Archiv


Lärm erhöht das Herzinfarkt-Risiko

Die Gesellschaft wird immer mobiler und deshalb wird der Verkehr immer mehr zu einem Umweltproblem - technischen Verbesserungen und Vorkehrungen zum Trotz. Vor einer Woche teilte das Deutsche Institut für Wirtschaftsforschung mit, der Verkehr sei der einzige Sektor, dessen Emission von Kohlendioxid seit 1990 immer weiter ansteigt. Autos, Flugzeuge und Bahnen stießen inzwischen rund 20 Prozent mehr Kohlendioxid aus als im Jahr 1990. Ähnliches gilt für den Lärm - die einzelnen Autos, Flugzeuge und Bahnen werden immer leiser, doch weil es immer mehr davon gibt, wird der Verkehr trotzdem lauter. Dabei ist Verkehrslärm gesundheitsschädlich, dafür gibt es jetzt neue Belege: Starker Verkehrslärm über längere Zeit steigert das Herzinfarktrisiko. Dies hat eine Untersuchung des Umweltbundesamtes ergeben.

Von William Vorsatz |
    Typischer Berliner Straßenlärm. Hier besonders laut, woanders wieder erträglicher. Die Metropole hat schon seit einigen Jahren einen besonderen Atlas, die so genannte Lärmkarte. Dort steht, wie laut der Straßenlärm wo in der Stadt ist. Eine wertvolle Hilfe für die Wissenschaftler. Wolfgang Babisch vom Umweltbundesamt:

    In der Lärmkarte des Berliner Senats sind Emissionspegel angegeben, die sich außerhalb der Gebäude auf die Fassadenflächen beziehen. Und wir haben dann die Abstände der Wohnungen zu den Straßen ermittelt und genaue Schallpegel vor dem Fenster der Probanden berechnet.

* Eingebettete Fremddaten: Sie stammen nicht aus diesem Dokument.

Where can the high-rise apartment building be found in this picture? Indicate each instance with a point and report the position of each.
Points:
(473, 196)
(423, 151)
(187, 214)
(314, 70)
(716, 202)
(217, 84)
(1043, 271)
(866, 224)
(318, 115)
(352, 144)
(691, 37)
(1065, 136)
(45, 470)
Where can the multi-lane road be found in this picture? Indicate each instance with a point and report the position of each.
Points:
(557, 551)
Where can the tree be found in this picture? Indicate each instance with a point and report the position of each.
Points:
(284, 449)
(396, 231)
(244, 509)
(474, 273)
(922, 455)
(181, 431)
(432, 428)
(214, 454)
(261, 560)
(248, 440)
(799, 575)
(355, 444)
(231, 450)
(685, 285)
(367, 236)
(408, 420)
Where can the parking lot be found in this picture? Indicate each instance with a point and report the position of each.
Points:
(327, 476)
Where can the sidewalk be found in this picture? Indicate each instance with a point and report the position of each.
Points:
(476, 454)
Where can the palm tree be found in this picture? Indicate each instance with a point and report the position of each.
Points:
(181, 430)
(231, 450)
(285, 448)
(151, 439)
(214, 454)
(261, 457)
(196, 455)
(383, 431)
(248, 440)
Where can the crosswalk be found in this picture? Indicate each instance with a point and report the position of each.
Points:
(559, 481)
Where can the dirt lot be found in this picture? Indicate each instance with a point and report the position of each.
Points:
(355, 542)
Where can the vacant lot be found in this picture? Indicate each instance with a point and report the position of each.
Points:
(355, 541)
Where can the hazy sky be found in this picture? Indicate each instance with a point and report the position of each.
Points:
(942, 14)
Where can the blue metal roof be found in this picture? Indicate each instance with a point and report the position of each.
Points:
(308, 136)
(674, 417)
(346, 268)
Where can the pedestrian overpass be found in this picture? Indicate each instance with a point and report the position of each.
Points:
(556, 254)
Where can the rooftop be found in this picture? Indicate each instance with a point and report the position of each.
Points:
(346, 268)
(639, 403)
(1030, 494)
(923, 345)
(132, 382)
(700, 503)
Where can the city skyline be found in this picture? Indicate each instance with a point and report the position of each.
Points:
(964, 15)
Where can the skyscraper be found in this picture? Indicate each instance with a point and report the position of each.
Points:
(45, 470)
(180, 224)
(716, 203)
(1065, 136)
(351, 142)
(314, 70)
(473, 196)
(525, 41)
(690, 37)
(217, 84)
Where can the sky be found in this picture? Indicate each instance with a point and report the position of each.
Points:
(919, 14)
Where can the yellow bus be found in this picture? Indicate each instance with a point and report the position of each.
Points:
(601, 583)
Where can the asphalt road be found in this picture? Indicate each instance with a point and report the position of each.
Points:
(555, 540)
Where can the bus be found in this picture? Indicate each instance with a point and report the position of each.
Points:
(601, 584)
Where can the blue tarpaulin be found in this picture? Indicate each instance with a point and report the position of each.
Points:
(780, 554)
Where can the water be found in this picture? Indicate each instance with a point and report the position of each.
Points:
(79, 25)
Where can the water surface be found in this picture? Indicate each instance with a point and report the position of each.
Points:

    Die Berliner Charite hat dann mehr als 4000 Patienten aus 32 Kliniken befragt. Ein Teil hatte bereits einen Herzinfarkt, die Kontrollgruppe litt unter anderen Krankheiten. Die Forscher wollten wissen, wie lange welche Patienten wo gewohnt haben. Dann ordneten sie diesen Angaben mit Hilfe des Atlas die durchschnittliche Lärmbelästigung zu:

    Also wir haben festgestellt, dass das Herzinfarktrisiko bei Männern, muss ich hinzufügen, mit steigender Lärmbelastung ansteigt. Die Probanden, bei denen der Schallpegel tagsüber über 65 db lag, da können wir sagen, dass das Risiko für die Männer, an solchen Straßen gegenüber leise Wohnenden mit Schallpegeln unter 60 db um ca. 30 Prozent erhöht war. Und dies ließ sich statistisch signifikant nachweisen, in den Teilkollektiv, dass schon lange nicht umgezogen war. Was auch plausibel ist, denn wenn der Lärm Herz-Kreislauf-Erkrankungen begünstigt, dann sicherlich erst nach längeren Jahren der Einwirkzeit.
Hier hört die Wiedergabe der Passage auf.